Case Presentation: 35-year-old Caucasian gentleman who was diagnosed with alpha-1 antitrypsin deficiency (PiZZ) 2 years ago. Two weeks prior to the hospitalization, he noticed skin nodules on both sides of the abdominal wall and in the upper thighs. He also noticed a lesion that looked like a boil on his right shin, started draining and gradually the redness extended over to the right ankle. CT scan of the right foot and ankle revealed extensive soft tissue edema in the ankle and foot with multiple pockets of fluid collection raising the suspicion for an abscess. The right foot wound was debrided but all cultures came back as negative for bacterial growth. ANA/ANCA/Rheumatoid factor screen was negative. Excision biopsy of a large right medial thigh lesion is done, and pathology revealed necrotizing lobular panniculitis with neutrophils, lymphocytes and histiocytes consistent with alpha-1 antitrypsin deficiency. He is treated with intravenous alpha 1 antitrypsin infusion, dapsone and prednisone resulting in significant improvement of the skin lesions

Discussion: Alpha-1 antitrypsin panniculitis is an inherited disorder characterized by low serum alpha 1 antitrypsin levels.
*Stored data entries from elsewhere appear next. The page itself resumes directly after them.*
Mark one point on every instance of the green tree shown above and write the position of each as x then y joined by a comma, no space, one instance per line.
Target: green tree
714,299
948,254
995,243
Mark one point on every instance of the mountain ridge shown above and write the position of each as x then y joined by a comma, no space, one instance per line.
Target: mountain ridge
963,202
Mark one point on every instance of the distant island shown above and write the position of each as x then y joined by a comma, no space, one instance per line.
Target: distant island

It presents as recurrent, tender, erythematous plaques or nodules with a tendency to ulcerate on the trunk, buttocks and proximal extremities. The lesions may be precipitated by trauma. Deep incisional biopsy and review of the pathology might help pinpoint the diagnosis. Histology will reveal predominantly lobular panniculitis without vasculitis. (Differential Diagnosis- In erythema nodosum it is septal panniculitis without vasculitis. Cutaneous polyarteritis nodosum- septal panniculitis with vasculitis). Treatment options include intravenous pooled human plasma alpha 1 antitrypsin infusion, plasma exchange, dapsone, steroids and liver transplant.

Conclusions: Alpha 1 antitrypsin deficiency panniculitis is an under recognized condition. Prompt diagnosis may result in treatment with intravenous pooled human plasma alpha-1 antitrypsin that can result in rapid improvement.